I once read a book about extra sensory perception. There was a segment in my younger life when I was too fixated at harnessing my sixth sense. It was after the Uri Geller era when the Israeli telekinetic wonder showed on TV his power to bend spoons without touching it.
My obsession, if you could call it as such, was simpler. I tried to influence a subject to do my bidding without actually verbally communicating with him. Unlike hypnosis, the subject is any stranger I chose at random.
Once, I performed my experiment while riding a bus: I sat behind my subject. I gave his nape my most intense stare. (It was claimed in the book that the concentrated look in addition to a subliminal message would actually influence him subconsciously to follow.)
I ordered him to turn his head right. A few seconds later, nothing happened.
I ordered him to turn his head left. Nothing.
I ordered him to turn about. Still nothing.
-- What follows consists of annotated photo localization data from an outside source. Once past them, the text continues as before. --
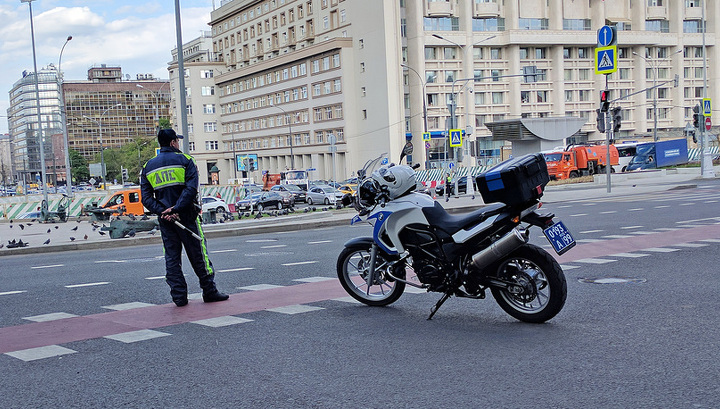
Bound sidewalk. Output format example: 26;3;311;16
0;168;716;257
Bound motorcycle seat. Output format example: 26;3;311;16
423;201;506;235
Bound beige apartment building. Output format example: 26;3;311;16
204;0;717;175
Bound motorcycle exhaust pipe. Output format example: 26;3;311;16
471;228;529;270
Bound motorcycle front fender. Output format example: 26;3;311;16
343;237;374;248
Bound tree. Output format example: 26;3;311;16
158;118;172;129
69;149;89;182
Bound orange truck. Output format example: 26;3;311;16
84;188;148;220
544;145;619;180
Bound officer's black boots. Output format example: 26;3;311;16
203;290;230;303
174;297;189;307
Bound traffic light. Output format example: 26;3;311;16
600;90;610;113
692;104;701;129
248;158;256;171
595;109;606;133
611;106;622;132
121;167;128;180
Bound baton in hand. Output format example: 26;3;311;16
173;220;203;241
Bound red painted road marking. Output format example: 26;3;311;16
1;224;719;355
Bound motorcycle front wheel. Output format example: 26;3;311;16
489;244;567;323
336;244;405;306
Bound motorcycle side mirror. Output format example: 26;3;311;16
341;193;353;207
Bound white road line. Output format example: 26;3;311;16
403;286;428;294
218;267;255;273
642;247;680;253
104;329;171;343
282;260;318;266
569;213;588;217
574;258;617;264
580;230;604;234
559;265;580;270
246;239;277;243
628;208;644;211
629;231;655;235
261;244;287;249
700;239;720;243
266;304;325;315
237;284;285;291
610;253;650;258
211;249;237;253
654;228;680;231
293;277;335;283
556;205;573;208
600;211;617;214
582;203;597;206
602;235;634;239
65;282;111;288
679;203;695;206
191;316;253;327
102;302;156;311
95;260;126;264
30;264;64;269
5;345;77;362
308;240;333;244
23;312;79;322
145;276;166;280
0;290;26;296
654;205;671;209
620;226;644;230
673;243;709;248
705;200;718;203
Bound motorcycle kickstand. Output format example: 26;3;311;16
427;292;451;320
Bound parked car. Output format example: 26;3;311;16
201;196;228;214
435;175;478;196
306;185;345;205
235;191;285;212
270;184;304;204
338;184;358;196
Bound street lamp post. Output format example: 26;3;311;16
83;104;121;190
136;82;169;131
633;49;682;142
270;104;295;169
401;63;434;170
58;35;73;196
21;0;49;208
231;133;237;181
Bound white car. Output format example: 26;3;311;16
305;185;344;205
201;196;228;214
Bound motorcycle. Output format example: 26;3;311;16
337;153;575;323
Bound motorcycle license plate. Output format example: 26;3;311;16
543;221;576;255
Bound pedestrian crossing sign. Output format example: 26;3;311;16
595;46;617;75
422;132;431;141
703;98;712;117
449;129;462;147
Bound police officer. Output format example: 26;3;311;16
140;129;229;307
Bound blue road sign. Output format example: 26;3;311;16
595;46;617;75
597;25;614;47
448;162;455;170
381;158;389;165
449;129;462;147
703;98;712;117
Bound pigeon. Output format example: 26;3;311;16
92;226;97;231
98;231;106;236
26;223;33;227
254;212;263;219
9;224;12;228
54;226;59;229
84;234;89;240
70;237;76;242
71;226;78;231
43;239;50;245
128;214;136;221
141;215;149;220
47;228;52;234
0;243;3;249
127;229;136;238
19;224;24;230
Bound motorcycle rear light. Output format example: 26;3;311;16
512;216;520;224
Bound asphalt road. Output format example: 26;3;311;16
1;181;719;408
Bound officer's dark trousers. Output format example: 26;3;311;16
159;217;217;302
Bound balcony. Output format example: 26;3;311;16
646;6;667;20
684;7;702;20
474;1;500;18
426;1;454;17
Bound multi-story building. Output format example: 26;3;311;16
209;0;404;181
168;32;226;184
206;0;717;173
0;133;12;187
6;66;62;184
63;65;170;165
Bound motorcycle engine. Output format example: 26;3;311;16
400;226;450;291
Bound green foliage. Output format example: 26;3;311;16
158;118;172;129
69;149;89;182
93;137;158;184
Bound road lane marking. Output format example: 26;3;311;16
237;284;285;291
629;231;655;235
679;203;695;206
246;239;278;243
282;260;318;266
654;205;670;209
95;260;126;264
308;240;333;244
261;244;287;249
145;276;166;280
293;277;335;283
102;302;156;311
23;312;79;322
654;228;680;231
31;264;64;269
218;267;255;273
266;304;325;315
610;253;650;258
574;258;617;264
4;345;76;362
673;243;709;248
580;230;603;234
569;213;588;217
620;226;644;230
191;316;253;327
65;282;110;288
700;239;720;243
642;247;680;253
600;211;617;214
0;291;26;296
628;208;644;211
559;265;580;270
104;329;170;343
211;249;237;253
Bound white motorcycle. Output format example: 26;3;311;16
337;154;575;322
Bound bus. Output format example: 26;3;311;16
614;142;639;172
281;170;309;190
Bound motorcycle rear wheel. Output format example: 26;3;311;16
489;244;567;323
336;244;405;306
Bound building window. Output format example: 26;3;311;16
201;86;215;96
683;20;704;33
646;20;670;33
204;122;217;132
563;19;591;31
423;17;460;31
565;90;573;102
203;104;215;114
535;48;546;59
425;47;437;60
205;141;218;150
491;92;503;104
518;18;548;30
472;17;505;32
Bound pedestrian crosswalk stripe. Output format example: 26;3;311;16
266;304;324;315
23;312;79;322
574;258;617;264
191;316;253;327
5;345;77;362
642;247;680;253
610;253;650;258
237;284;285;291
104;329;171;343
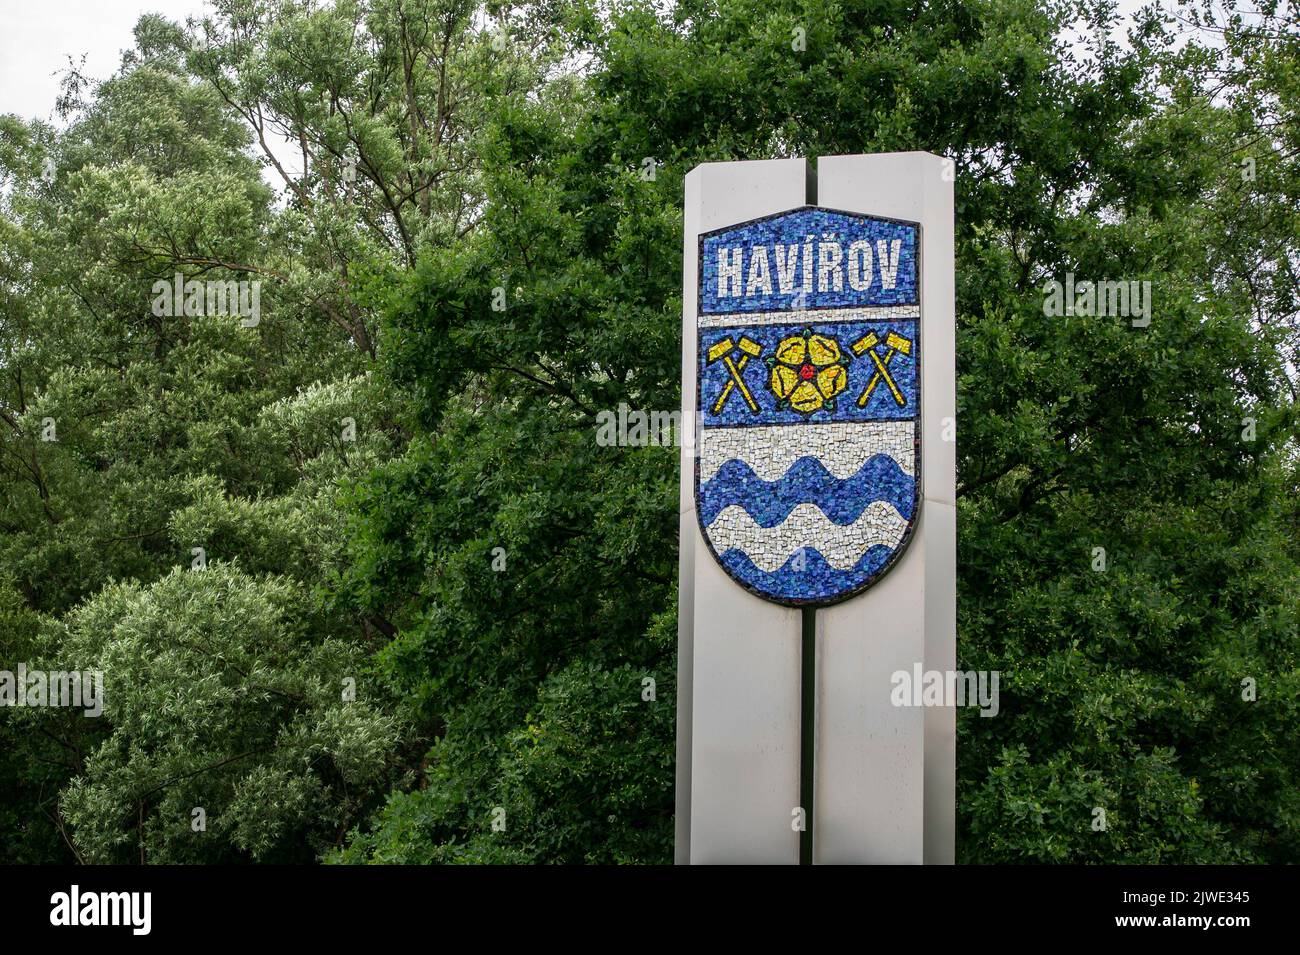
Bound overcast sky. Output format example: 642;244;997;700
0;0;212;124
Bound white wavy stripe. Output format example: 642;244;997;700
698;305;919;328
699;421;914;483
706;501;908;572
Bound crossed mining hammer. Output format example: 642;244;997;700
850;330;912;408
707;335;763;413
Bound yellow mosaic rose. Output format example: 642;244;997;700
766;329;850;415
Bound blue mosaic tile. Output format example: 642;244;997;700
693;207;922;606
700;208;918;315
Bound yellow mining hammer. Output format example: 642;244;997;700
708;335;763;414
850;330;912;408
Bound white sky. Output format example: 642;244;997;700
0;1;213;124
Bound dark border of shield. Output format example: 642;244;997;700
693;204;923;609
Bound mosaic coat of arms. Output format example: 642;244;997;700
695;207;921;606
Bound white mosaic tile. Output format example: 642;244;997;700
698;421;915;483
707;501;909;572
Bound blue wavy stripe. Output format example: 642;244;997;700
719;545;896;603
700;454;915;528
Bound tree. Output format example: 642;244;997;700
0;13;402;862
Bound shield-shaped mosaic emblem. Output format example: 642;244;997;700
695;207;921;606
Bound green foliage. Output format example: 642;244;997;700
0;9;405;861
50;563;397;863
338;652;676;863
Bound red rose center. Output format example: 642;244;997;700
798;363;816;381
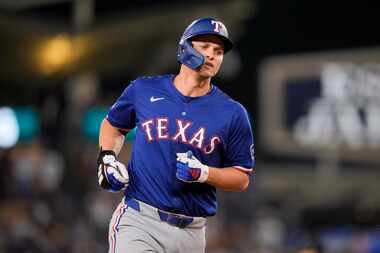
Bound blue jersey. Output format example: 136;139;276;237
107;74;255;217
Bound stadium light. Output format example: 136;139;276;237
38;34;74;75
0;107;19;148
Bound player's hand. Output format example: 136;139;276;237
97;150;129;192
176;151;209;183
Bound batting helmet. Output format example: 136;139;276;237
177;18;234;70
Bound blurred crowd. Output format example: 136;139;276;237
0;139;112;252
1;138;379;253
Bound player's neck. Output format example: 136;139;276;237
174;67;212;97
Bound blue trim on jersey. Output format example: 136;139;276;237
107;74;254;217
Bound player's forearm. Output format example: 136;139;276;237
206;167;250;192
99;118;125;155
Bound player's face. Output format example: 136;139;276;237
191;35;224;78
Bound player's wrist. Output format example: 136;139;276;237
198;164;209;183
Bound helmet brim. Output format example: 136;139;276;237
188;33;234;54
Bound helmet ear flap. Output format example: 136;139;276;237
177;40;205;70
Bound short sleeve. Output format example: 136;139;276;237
223;106;255;174
106;81;136;130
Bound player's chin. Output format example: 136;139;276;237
198;69;217;78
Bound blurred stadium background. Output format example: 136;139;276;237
1;0;380;252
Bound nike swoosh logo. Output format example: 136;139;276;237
150;96;165;102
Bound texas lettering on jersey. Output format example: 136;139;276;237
141;118;221;154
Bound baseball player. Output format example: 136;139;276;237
97;17;255;253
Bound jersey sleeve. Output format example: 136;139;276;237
106;81;137;130
223;105;255;174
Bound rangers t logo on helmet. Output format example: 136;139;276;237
177;17;234;70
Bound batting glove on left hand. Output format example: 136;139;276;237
97;150;129;192
176;151;209;183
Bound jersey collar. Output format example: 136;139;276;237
167;74;216;104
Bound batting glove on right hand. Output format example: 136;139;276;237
176;151;209;183
97;150;129;192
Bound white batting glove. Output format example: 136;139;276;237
176;151;209;183
98;150;129;192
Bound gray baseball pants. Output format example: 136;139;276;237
108;197;207;253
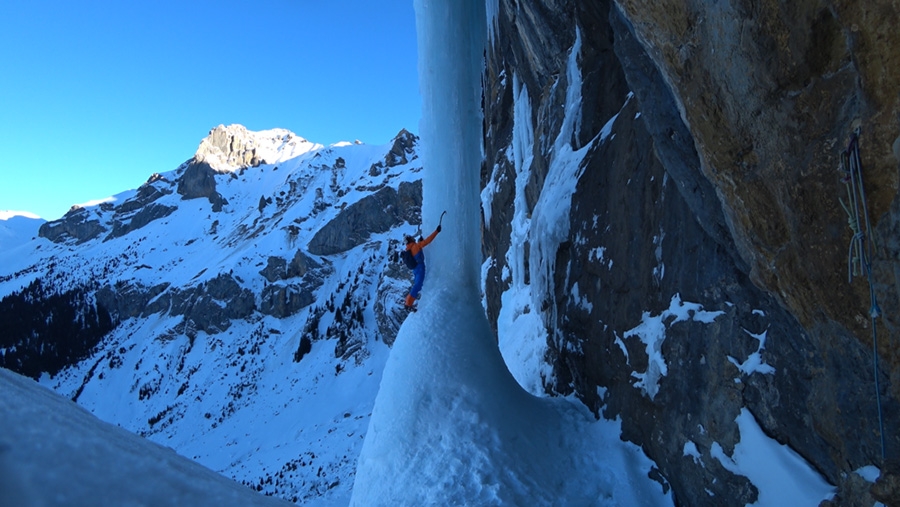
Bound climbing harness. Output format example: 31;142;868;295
839;128;886;461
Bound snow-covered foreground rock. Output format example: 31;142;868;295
0;367;291;507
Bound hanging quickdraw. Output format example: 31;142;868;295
840;130;878;288
839;152;864;280
839;128;886;461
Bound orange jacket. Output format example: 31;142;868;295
407;228;439;260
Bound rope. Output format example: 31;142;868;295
840;128;886;461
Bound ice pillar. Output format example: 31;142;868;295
414;0;487;299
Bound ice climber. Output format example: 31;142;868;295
402;223;441;310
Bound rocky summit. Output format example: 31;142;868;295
481;1;898;505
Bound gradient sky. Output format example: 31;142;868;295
0;0;420;220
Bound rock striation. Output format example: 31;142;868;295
482;0;900;504
38;206;107;244
41;171;180;243
307;180;423;256
197;124;264;170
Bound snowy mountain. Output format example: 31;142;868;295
0;124;422;506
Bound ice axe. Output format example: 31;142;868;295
417;211;446;241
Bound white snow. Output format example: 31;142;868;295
0;210;41;220
497;279;553;396
480;160;501;225
710;409;835;506
854;465;881;483
571;282;593;312
0;211;45;250
728;327;776;377
624;294;724;399
683;440;703;466
0;367;291;507
614;331;630;362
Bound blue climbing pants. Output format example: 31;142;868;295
409;264;426;299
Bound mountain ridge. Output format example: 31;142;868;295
0;124;423;505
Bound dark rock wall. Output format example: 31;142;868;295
482;0;899;504
38;206;107;244
177;159;228;211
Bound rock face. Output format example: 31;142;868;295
370;129;418;176
259;251;322;283
96;274;256;337
307;180;423;255
196;124;266;172
258;252;330;319
482;0;899;503
38;206;107;244
178;124;313;211
176;158;228;211
373;244;415;348
40;172;178;243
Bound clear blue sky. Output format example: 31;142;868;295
0;0;420;220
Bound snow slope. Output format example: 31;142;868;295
0;367;292;507
0;211;44;251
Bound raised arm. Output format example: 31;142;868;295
418;227;440;248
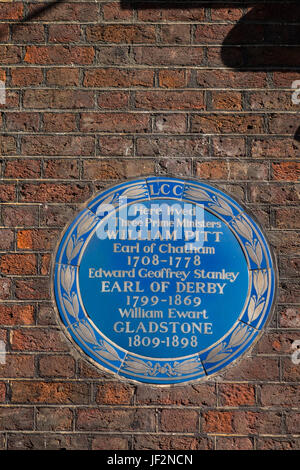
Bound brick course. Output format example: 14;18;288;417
0;0;299;450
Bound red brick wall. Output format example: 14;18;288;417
0;1;299;450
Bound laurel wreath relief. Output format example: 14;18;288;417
60;265;121;363
184;185;264;269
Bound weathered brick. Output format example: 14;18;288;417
10;381;89;404
0;355;35;378
0;407;34;431
0;254;37;275
95;382;135;405
218;384;256;407
36;407;73;431
0;229;14;250
91;436;129;450
160;409;199;432
76;408;155;431
11;328;68;352
17;229;59;250
38;355;76;378
133;435;213;450
24;46;94;65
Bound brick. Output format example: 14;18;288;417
249;91;295;111
267;231;300;255
0;136;17;155
157;158;192;176
4;158;41;177
251;137;300;158
19;183;92;202
92;436;129;450
48;24;82;43
257;438;300;450
10;67;44;86
27;2;99;22
135;91;204;110
161;8;205;21
260;385;299;407
211;91;242;110
0;46;22;64
154;114;187;133
12;24;44;43
158;69;186;88
17;229;59;250
249;183;299;204
195;161;268;180
136;136;209;157
286;413;300;434
160;409;199;432
103;2;133;21
0;408;33;431
11;328;68;352
23;89;94;109
195;24;234;45
41;253;51;276
160;24;191;44
97;91;129;109
86;25;155;43
279;256;300;278
24;46;94;65
0;229;14;250
6;433;89;450
136;383;216;406
269;114;300;134
36;408;73;431
0;254;37;275
98;136;134;156
218;384;256;407
43;159;80;179
10;381;89;404
0;383;5;403
43;113;78;132
0;183;16;201
191;114;264;134
133;46;204;66
133;435;213;451
282;358;300;382
0;3;23;20
76;408;155;431
0;355;35;378
40;205;78;228
196;70;267;88
83;159;155;180
275;208;300;229
211;7;244;21
216;437;253;450
39;355;76;378
95;382;134;405
46;68;80;86
15;278;49;301
279;280;300;303
21;135;95;156
222;357;279;381
272;162;300;181
84;68;154;88
37;304;58;326
278;306;300;328
202;411;233;433
0;278;12;300
212;137;246;157
80;112;149;133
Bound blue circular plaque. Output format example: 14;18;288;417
53;177;276;384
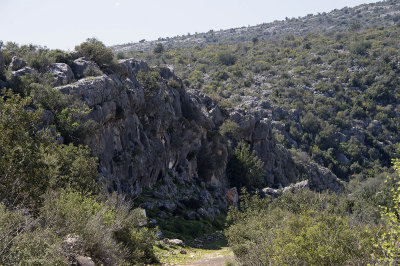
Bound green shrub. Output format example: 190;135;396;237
32;86;98;143
227;141;265;189
0;203;66;265
75;38;114;68
217;52;236;66
0;90;48;206
153;43;164;54
219;119;240;139
376;159;400;264
137;69;161;99
47;49;72;66
27;49;51;72
0;90;99;206
41;190;157;264
226;189;379;266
I cursed myself for not concentrating more. I repeated the ritual though this time I pretended to be like Merlin with a penetrating stare straight to the inner thoughts of my subject.
Then, a soft voice shattered my concentration. The charming old lady seated beside me was probably worried of my physical condition: I probably looked like in a state of shock. 🙂
“Are you all right? You look like you need something to eat.”
She offered me a small packet of biscuits.
Resigned that my experiment did not produce its reputed result, I accepted the biscuits and acted the part. 🙂
Well, she explained later that I looked like a deranged soul who probably had not eaten for days. She knew because she worked in a mental institution before.